Both have kinda, sorta come out for an increase in the federal minimum wage, but don’t start thinking about a “fight for $15,” because this election season that’s more of a “dream for $15.” Trump sometimes says he is for a $10 per hour minimum wage. Clinton has settled on a $12 per hour minimum wage.
Clinton has proposed expanded benefits for child care and health care and some other existing benefits. Trump has said there might should be a deduction from taxes for the average rate of child care payment, but of course you have to have a job where you benefit from such a deduction. Neither seem to say much about the earned income tax credit, nor surprisingly housing, especially affordable housing, which seems to have fallen off either of their lists. Trump obviously knows a bunch about housing, but it’s more in the unaffordable, luxury area.

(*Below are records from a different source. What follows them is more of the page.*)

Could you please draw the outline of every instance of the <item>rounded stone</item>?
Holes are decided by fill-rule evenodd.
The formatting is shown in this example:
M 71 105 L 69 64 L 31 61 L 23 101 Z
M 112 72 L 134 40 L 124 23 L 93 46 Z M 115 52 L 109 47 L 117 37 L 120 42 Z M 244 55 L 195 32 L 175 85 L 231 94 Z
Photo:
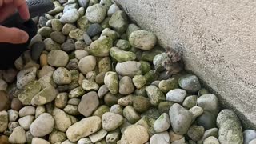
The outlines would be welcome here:
M 106 10 L 101 4 L 95 4 L 89 6 L 86 16 L 91 23 L 101 23 L 106 14 Z
M 96 58 L 92 55 L 89 55 L 82 58 L 78 62 L 78 67 L 83 74 L 94 70 L 96 66 Z
M 188 92 L 194 93 L 201 89 L 199 80 L 195 75 L 185 75 L 178 79 L 179 86 Z
M 72 76 L 66 68 L 58 67 L 54 72 L 53 79 L 57 85 L 67 85 L 71 82 Z
M 85 117 L 90 116 L 99 105 L 98 97 L 96 92 L 91 91 L 82 97 L 78 105 L 78 111 Z
M 129 37 L 130 43 L 144 50 L 150 50 L 154 48 L 157 42 L 157 37 L 154 34 L 146 30 L 136 30 L 130 34 Z
M 53 50 L 48 54 L 48 64 L 55 67 L 65 67 L 69 61 L 69 55 L 62 50 Z
M 186 95 L 186 90 L 182 89 L 174 89 L 170 90 L 166 94 L 166 100 L 177 103 L 182 103 Z
M 52 132 L 54 126 L 54 118 L 48 113 L 43 113 L 32 122 L 30 131 L 34 137 L 44 137 Z
M 140 125 L 131 125 L 124 131 L 121 143 L 142 144 L 146 142 L 150 138 L 145 127 Z
M 123 123 L 122 115 L 106 112 L 102 115 L 102 128 L 106 131 L 112 131 L 119 127 Z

Yet, as the New York Times noted:
There is not a single state where a full-time worker earning the minimum wage can rent a market-rate one-bedroom apartment for 30 percent or less of their income, according to the National Low Income Housing Coalition. And more than 11 million households spend more than half of their income on rent.

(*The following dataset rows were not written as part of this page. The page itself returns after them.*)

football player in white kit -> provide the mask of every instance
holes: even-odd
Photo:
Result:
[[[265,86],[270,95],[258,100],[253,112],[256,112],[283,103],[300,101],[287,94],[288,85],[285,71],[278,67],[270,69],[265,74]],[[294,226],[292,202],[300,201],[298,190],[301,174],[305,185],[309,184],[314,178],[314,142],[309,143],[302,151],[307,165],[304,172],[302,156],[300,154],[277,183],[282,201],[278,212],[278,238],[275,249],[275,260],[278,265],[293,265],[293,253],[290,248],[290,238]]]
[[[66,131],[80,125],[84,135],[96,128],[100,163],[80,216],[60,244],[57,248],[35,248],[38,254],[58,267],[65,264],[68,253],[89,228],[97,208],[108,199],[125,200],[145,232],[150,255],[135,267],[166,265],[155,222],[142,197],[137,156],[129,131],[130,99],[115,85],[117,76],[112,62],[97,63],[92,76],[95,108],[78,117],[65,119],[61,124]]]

After one federal initiative after another by both Democratic and Republican presidents, I have to wonder whether or not in the post-2007 housing collapse the candidates have lost their moorings. They can no longer stand firmly on the argument that everyone can afford to be a homeowner, and they are unwilling and unable to tackle the reality of a permanent renter-class and how that fits into a “new” sense of the American dream, and god knows no candidate wants to admit the dream is dead.

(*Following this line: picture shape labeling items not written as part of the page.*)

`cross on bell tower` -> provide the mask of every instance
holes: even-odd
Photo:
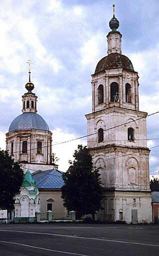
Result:
[[[108,55],[98,62],[92,75],[92,113],[86,115],[88,134],[92,135],[88,148],[105,191],[104,213],[99,215],[104,220],[130,223],[136,210],[137,221],[144,218],[150,222],[147,113],[138,109],[138,73],[128,58],[122,54],[122,35],[117,30],[120,23],[114,5],[109,25]]]

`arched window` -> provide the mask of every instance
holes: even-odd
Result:
[[[37,154],[42,154],[42,143],[41,142],[37,142]]]
[[[34,108],[34,101],[32,100],[32,107]]]
[[[103,129],[100,128],[98,130],[98,142],[102,142],[104,141],[104,131]]]
[[[128,141],[134,141],[134,130],[130,127],[128,129]]]
[[[98,88],[98,104],[103,103],[104,102],[104,87],[102,84],[100,84]]]
[[[132,103],[132,88],[129,83],[126,84],[126,101],[128,103]]]
[[[27,153],[27,141],[24,141],[22,143],[22,153]]]
[[[112,102],[119,101],[118,86],[116,82],[112,83],[110,85],[110,101]]]
[[[12,142],[11,144],[11,155],[13,156],[14,154],[14,143]]]
[[[30,108],[30,102],[28,100],[27,100],[26,101],[26,108]]]

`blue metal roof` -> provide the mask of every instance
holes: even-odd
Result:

This abandonment of the poor is most striking of course for the Democratic Party, which many observers are now arguing is being upended by Trump’s success with the working class, especially white, which they have usually claimed. One columnist recently argued for example:
If current trends continue, not only will there be a class inversion among the white supporters of the Democratic Party, but the party will become increasingly dependent on a white upper middle class that has isolated itself from the rest of American society. Instead of serving as the political arm of working and middle class voters seeking to move up the ladder, the Democratic Party faces the prospect of becoming the party of the winners, in collaboration with many of those in the top 20 percent who are determined to protect and secure their economic and social status.
So, who is really going to advocate and represent low-and-moderate income families or in other words, the poor and working class? Seems clear neither Clinton nor Trump is really ready to ride for this brand, and low-and-moderate income families are going to be hard pressed to find comfortable or permanent homes in either of the two major parties.